On November 27, 2025, the Korean government announced the "New Industry Regulatory Rationalization Roadmap No. 1 (AI Sector)". This initiative aims to dismantle regulatory barriers that hinder technological advancement and remove obstacles impeding corporate innovation in the field of artificial intelligence. The roadmap incorporates opinions from AI-related associations, enterprises, research institutions, experts, and 25 relevant ministries. Based on the AI industry value chain, it divides regulatory optimization into four core domains and formulates a total of 67 key tasks.
- Technology Development: The focus is on resolving legal uncertainties surrounding data usage and intellectual property rights. Although Korea's Copyright Act permits "fair use," ambiguity persists regarding its applicability to AI training. Key tasks include clarifying judgment criteria for using copyrighted data in AI learning, expanding the release of high-value public data suitable for AI applications, and establishing standards for rights attribution of AI-generated outputs (such as patents and designs).

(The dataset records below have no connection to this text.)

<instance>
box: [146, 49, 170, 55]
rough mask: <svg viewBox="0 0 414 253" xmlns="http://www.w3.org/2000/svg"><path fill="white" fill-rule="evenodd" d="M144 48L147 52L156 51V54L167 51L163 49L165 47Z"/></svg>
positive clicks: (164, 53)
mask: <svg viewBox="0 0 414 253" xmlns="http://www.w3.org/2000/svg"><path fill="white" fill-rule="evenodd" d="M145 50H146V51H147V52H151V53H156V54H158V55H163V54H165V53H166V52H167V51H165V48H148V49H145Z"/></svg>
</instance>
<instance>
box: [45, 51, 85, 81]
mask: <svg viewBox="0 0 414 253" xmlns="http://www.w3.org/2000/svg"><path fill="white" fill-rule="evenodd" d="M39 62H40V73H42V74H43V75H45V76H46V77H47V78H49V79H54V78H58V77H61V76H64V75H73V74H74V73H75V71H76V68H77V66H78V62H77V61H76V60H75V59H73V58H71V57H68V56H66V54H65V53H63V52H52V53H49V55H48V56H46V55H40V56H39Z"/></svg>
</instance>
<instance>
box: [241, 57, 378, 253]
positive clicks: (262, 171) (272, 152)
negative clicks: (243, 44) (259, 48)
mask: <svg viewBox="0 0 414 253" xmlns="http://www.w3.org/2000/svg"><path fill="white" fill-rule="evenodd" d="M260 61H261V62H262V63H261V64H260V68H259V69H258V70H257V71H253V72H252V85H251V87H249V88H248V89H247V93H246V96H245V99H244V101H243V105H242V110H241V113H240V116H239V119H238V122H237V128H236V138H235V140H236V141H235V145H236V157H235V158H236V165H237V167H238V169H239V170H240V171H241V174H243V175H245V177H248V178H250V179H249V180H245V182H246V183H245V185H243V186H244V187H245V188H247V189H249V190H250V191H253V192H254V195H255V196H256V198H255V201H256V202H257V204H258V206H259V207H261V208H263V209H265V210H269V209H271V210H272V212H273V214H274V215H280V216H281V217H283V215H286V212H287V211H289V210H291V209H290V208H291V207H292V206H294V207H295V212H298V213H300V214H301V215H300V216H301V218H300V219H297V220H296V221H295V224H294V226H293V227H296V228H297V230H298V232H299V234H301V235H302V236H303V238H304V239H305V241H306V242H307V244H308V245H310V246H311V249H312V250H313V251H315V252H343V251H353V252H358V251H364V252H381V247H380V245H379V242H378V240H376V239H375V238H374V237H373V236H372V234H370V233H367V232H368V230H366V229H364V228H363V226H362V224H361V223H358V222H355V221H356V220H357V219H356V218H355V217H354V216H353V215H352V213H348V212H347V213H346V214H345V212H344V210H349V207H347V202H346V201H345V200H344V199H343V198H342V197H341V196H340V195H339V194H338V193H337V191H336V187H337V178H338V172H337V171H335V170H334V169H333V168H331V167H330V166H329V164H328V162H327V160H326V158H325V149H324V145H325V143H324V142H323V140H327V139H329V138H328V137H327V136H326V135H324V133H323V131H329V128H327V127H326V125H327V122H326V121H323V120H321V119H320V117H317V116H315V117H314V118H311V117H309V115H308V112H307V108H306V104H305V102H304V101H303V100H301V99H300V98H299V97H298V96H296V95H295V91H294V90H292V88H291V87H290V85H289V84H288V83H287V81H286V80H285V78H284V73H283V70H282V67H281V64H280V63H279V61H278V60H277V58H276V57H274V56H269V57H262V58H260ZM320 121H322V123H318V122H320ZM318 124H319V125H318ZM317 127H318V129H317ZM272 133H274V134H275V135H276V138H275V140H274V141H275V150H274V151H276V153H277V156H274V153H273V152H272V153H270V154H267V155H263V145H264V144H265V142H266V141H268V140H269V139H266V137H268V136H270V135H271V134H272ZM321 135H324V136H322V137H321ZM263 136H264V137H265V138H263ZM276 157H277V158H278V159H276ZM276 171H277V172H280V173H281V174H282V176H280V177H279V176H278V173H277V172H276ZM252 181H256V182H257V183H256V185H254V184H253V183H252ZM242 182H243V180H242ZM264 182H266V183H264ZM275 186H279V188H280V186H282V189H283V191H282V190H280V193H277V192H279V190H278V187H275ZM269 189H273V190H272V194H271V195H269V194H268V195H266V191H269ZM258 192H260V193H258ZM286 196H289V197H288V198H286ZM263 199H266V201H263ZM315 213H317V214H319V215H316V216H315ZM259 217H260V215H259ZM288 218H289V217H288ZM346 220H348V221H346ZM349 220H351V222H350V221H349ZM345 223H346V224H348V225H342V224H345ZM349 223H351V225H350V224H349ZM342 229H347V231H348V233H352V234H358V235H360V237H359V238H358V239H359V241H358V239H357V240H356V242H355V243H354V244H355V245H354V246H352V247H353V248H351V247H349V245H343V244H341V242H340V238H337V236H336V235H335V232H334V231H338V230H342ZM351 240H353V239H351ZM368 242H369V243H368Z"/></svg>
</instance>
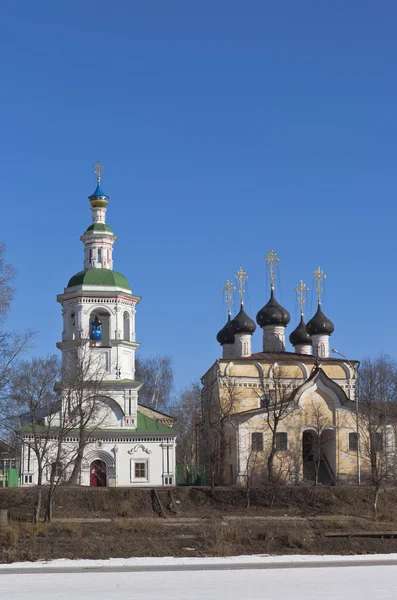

- Service Application: The objective is to eliminate barriers to the widespread adoption of AI services. This includes expanding autonomous driving pilot zones from routes to entire city scales. It also involves relaxing safety standards and shortening certification timelines to accelerate the commercialization of parking robots and outdoor mobile robots—for instance, reducing the safety certification items for outdoor mobile robots from 16 to 8 and halving the review period from 60 days to 30 days.
- Infrastructure: Emphasis is placed on alleviating the burdens associated with data center construction and operation. For specialized spaces such as data centers—where external access is strictly controlled—rigid spatial design obligations are rationalized to reduce unnecessary operational costs. Policies are also introduced to establish consultation mechanisms for addressing data center power supply issues.
- Trust and Safety Norms: The aim is to build a secure and reliable environment for AI applications. Primary efforts involve defining AI systems with significant impact on life, physical safety, or fundamental rights (such as recruitment AI) and clarifying the scope of corporate responsibilities. Guidelines are developed for specific domains like AI recruitment to prevent bias and protect rights. The government will propose clear judgment criteria—for example, guidelines in the recruitment sector that set usage standards and risk management plans for AI recruitment systems to prevent hiring bias and safeguard job applicants' interests.
These four core domains collectively form the blueprint for Korea's regulatory reform to enhance AI industry competitiveness while ensuring technological safety. The government will continue close collaboration with enterprises to prevent regulations from stifling industrial development. Going forward, as technological paradigms evolve, new regulatory needs will be proactively identified and addressed. The goal is to construct a regulatory environment that is both flexible and secure amid the rapid advancement of technology.